My recommendation would be to look up on YouTube Dr. Daniel Clauw. He is a research doctor from University of Michigan where he’s been studying fibromyalgia for years and basically explains the condition to other professionals. I made my husband watch it with me because he explains what is going wrong with our bodies to give us so much pain and what medication can be used to treat it as well as dosage issues.

I hope you find relief soon.
 
Hi Radmun...thank you so much for messaging me...I will! It's just so daunting...I'm also...what's the word...almost embarrassed to tell people what iv been diagnosed with😔...I know that makes no sense 😕...I'm trying to learn as much as possible so I will look that doctor up. Thank you again xx 😘 💕
 
@Somersaults it "makes no sense" for that to be embarrassing....but sometimes we cannot apply logic or "sense" to the way we feel, and those feelings are still valid and deserve to be respected.

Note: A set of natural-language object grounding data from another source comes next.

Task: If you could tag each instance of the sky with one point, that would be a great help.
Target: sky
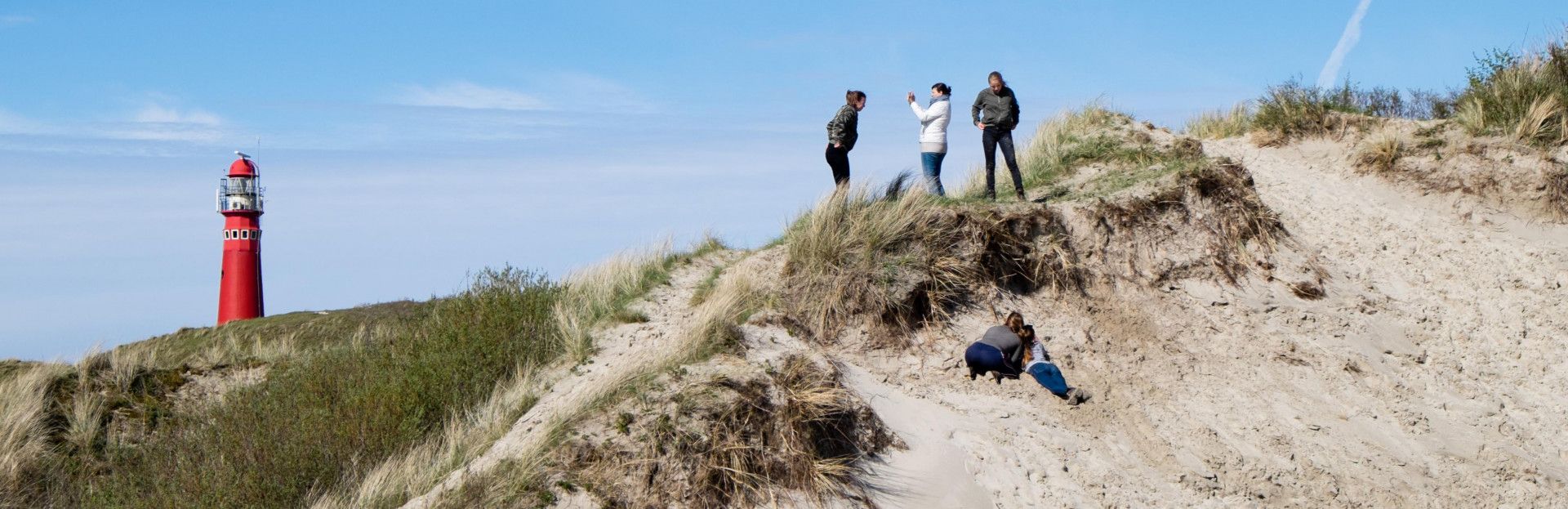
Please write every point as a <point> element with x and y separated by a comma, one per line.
<point>408,145</point>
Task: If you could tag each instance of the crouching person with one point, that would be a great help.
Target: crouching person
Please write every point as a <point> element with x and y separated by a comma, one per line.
<point>1037,362</point>
<point>1000,350</point>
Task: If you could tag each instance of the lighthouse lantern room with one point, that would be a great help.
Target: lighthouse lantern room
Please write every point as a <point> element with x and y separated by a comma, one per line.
<point>240,200</point>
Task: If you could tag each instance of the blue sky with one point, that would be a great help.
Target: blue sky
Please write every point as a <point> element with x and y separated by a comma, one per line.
<point>405,146</point>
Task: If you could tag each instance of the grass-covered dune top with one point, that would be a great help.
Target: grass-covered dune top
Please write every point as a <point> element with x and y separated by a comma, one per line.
<point>1111,200</point>
<point>1503,137</point>
<point>1521,96</point>
<point>274,412</point>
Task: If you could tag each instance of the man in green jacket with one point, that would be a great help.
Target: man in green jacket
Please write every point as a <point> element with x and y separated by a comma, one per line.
<point>843,131</point>
<point>996,114</point>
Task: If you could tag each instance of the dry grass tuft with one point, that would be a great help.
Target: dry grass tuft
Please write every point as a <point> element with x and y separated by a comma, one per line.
<point>1308,289</point>
<point>1525,96</point>
<point>1380,153</point>
<point>733,435</point>
<point>596,294</point>
<point>85,422</point>
<point>1062,143</point>
<point>24,432</point>
<point>457,444</point>
<point>855,252</point>
<point>1537,123</point>
<point>1218,197</point>
<point>707,332</point>
<point>1222,124</point>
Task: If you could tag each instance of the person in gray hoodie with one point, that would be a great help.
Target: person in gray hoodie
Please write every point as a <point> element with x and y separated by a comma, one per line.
<point>843,131</point>
<point>933,134</point>
<point>996,114</point>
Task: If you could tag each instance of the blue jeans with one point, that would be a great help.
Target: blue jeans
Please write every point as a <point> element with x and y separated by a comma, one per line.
<point>1049,377</point>
<point>932,163</point>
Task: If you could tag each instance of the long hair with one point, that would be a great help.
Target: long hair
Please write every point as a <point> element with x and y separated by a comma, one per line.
<point>996,76</point>
<point>1015,323</point>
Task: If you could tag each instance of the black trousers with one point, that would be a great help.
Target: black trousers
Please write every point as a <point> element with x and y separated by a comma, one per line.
<point>840,161</point>
<point>991,139</point>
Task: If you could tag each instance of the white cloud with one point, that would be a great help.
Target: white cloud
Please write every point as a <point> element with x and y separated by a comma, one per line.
<point>13,20</point>
<point>11,123</point>
<point>151,123</point>
<point>465,95</point>
<point>608,95</point>
<point>156,114</point>
<point>1348,41</point>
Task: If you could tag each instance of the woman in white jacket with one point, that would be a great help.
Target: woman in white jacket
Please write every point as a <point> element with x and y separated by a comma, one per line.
<point>933,134</point>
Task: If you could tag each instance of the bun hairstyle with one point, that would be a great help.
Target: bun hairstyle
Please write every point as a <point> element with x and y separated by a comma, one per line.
<point>1015,323</point>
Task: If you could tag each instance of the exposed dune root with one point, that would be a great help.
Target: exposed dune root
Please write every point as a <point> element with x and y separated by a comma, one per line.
<point>729,434</point>
<point>1557,194</point>
<point>1206,221</point>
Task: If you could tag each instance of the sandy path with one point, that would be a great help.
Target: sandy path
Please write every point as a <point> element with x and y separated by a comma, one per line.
<point>1431,376</point>
<point>623,350</point>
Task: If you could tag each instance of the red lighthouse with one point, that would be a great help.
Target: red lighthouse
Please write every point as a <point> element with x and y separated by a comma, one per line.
<point>240,203</point>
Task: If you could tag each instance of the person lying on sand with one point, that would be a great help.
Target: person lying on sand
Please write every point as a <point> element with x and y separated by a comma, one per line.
<point>1000,350</point>
<point>1037,362</point>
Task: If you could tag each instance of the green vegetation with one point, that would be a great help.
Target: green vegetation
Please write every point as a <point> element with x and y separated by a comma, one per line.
<point>1222,124</point>
<point>598,294</point>
<point>315,420</point>
<point>714,328</point>
<point>1060,146</point>
<point>1525,96</point>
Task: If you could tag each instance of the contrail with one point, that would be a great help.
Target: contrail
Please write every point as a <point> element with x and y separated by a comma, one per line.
<point>1348,40</point>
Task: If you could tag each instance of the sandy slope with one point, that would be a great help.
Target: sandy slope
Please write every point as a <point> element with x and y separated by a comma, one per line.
<point>1431,376</point>
<point>623,352</point>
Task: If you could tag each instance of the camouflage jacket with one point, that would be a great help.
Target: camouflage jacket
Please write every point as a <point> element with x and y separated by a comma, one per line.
<point>844,127</point>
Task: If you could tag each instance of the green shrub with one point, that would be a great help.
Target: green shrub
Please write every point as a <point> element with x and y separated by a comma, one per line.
<point>1521,96</point>
<point>325,418</point>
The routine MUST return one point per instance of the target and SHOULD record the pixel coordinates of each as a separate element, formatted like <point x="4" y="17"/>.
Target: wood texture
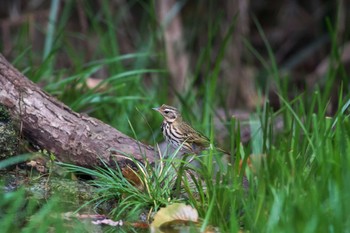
<point x="51" y="125"/>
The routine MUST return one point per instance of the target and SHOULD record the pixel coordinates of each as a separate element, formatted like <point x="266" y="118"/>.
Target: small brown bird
<point x="178" y="133"/>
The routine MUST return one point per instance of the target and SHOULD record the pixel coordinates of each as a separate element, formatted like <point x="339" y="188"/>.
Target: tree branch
<point x="50" y="124"/>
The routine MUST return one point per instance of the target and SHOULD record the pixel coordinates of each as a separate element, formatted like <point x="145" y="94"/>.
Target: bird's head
<point x="169" y="113"/>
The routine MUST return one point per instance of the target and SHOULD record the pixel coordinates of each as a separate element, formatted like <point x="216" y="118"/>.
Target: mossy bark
<point x="50" y="124"/>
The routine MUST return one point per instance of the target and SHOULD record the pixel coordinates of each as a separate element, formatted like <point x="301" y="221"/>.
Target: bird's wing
<point x="193" y="136"/>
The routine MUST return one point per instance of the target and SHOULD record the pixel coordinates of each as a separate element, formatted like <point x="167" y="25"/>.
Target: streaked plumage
<point x="179" y="133"/>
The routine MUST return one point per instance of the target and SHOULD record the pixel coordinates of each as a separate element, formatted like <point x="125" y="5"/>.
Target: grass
<point x="300" y="175"/>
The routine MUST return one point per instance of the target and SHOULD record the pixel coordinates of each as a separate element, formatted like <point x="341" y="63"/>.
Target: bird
<point x="179" y="134"/>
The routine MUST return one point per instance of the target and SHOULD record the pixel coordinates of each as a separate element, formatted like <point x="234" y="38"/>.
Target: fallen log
<point x="51" y="125"/>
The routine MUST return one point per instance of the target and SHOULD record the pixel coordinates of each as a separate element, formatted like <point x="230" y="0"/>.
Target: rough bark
<point x="73" y="138"/>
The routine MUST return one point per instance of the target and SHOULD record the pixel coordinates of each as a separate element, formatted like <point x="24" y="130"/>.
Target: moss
<point x="8" y="135"/>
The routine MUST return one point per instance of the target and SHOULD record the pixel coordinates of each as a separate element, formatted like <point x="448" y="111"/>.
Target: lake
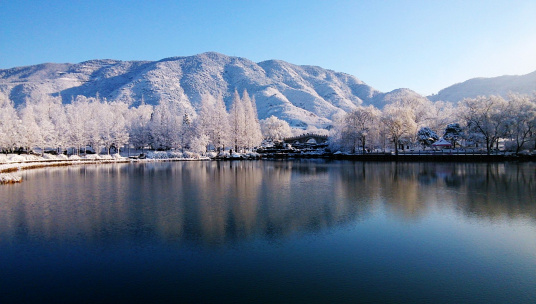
<point x="271" y="231"/>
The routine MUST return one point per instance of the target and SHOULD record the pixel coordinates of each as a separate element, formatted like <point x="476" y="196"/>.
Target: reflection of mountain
<point x="216" y="202"/>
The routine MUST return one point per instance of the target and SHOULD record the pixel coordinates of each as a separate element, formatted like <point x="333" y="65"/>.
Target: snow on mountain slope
<point x="524" y="84"/>
<point x="301" y="95"/>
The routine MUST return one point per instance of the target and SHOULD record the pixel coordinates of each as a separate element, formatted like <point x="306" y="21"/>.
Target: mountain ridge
<point x="303" y="95"/>
<point x="486" y="86"/>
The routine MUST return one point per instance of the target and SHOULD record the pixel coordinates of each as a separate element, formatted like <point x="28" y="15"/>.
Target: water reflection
<point x="222" y="202"/>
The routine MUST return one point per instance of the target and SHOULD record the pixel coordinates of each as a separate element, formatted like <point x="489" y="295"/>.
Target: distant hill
<point x="301" y="95"/>
<point x="524" y="84"/>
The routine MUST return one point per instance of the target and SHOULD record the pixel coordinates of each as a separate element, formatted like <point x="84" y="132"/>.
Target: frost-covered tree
<point x="30" y="133"/>
<point x="213" y="121"/>
<point x="521" y="125"/>
<point x="9" y="125"/>
<point x="453" y="133"/>
<point x="426" y="137"/>
<point x="237" y="116"/>
<point x="357" y="128"/>
<point x="165" y="125"/>
<point x="78" y="114"/>
<point x="486" y="119"/>
<point x="252" y="134"/>
<point x="399" y="122"/>
<point x="138" y="125"/>
<point x="275" y="129"/>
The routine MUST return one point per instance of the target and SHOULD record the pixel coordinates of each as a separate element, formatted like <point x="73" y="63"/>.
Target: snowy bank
<point x="9" y="178"/>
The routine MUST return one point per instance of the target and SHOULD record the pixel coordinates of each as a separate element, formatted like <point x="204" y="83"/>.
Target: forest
<point x="486" y="123"/>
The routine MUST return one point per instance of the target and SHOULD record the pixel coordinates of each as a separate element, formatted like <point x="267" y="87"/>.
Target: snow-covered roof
<point x="442" y="143"/>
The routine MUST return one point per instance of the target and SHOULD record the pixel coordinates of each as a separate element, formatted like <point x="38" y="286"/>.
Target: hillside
<point x="301" y="95"/>
<point x="502" y="86"/>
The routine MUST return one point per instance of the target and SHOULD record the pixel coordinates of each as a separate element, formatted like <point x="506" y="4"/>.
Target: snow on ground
<point x="15" y="162"/>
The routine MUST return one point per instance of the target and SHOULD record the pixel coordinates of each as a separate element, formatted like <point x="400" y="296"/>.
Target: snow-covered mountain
<point x="502" y="86"/>
<point x="301" y="95"/>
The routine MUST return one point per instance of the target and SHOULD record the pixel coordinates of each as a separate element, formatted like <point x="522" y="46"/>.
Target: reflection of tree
<point x="216" y="202"/>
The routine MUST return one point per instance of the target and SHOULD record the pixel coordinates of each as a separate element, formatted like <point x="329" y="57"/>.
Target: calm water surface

I am a very private person, so I do not tell people most of the time. If it is necessary for me to say something I usually start by saying I have a chronic pain condition. Only if the person asks for more information do I mention fibromyalgia. I am not embarrassed by it, but I also just don't want to talk about it with everyone, so I avoid that. There's nothing wrong with your avoiding mentioning it if you want to. As you become more accustomed to the facts of it in your life, you may (or may not) feel more confident about mentioning it to people, and you always get to choose what you say and to whom.
 
Dear Somersaults. I am 72 this year and have lived with Fibromyalgia for more years than I care to remember. Back when all doctors thought you were neurotic, faking or simply, a hypochondriac. All of us with this terrible chronic illness feels alone at times, but now you are a part of group who feels your pain and totally 'gets you'. I am so sorry that you have FB but so glad that your illness has a diagnosis. Your pain has been vindicated. I have learned so much from listening to others tell their journey and been able to understand that what I was feeling could be attributed to my chronic illness. Talk in here. And listen and learn that you aren't alone and so many understand what you are going through. Knowledge is power and we need all the power we can get to survive.
 
hello @sassy37 and welcome to the forum. What you say is so true about learning what others are going through and being able to feel that you are not entirely alone. Being on this forum helps me every day, because I know that I am communicating with others who understand some vital aspects of my life even though we have never met in person. And that understanding comes with strong support that can be felt even though we may be in different countries. It's valuable.

Thanks for joining in here, and I hope that this forum will be helpful and useful to you. We are all here because we want to help each other.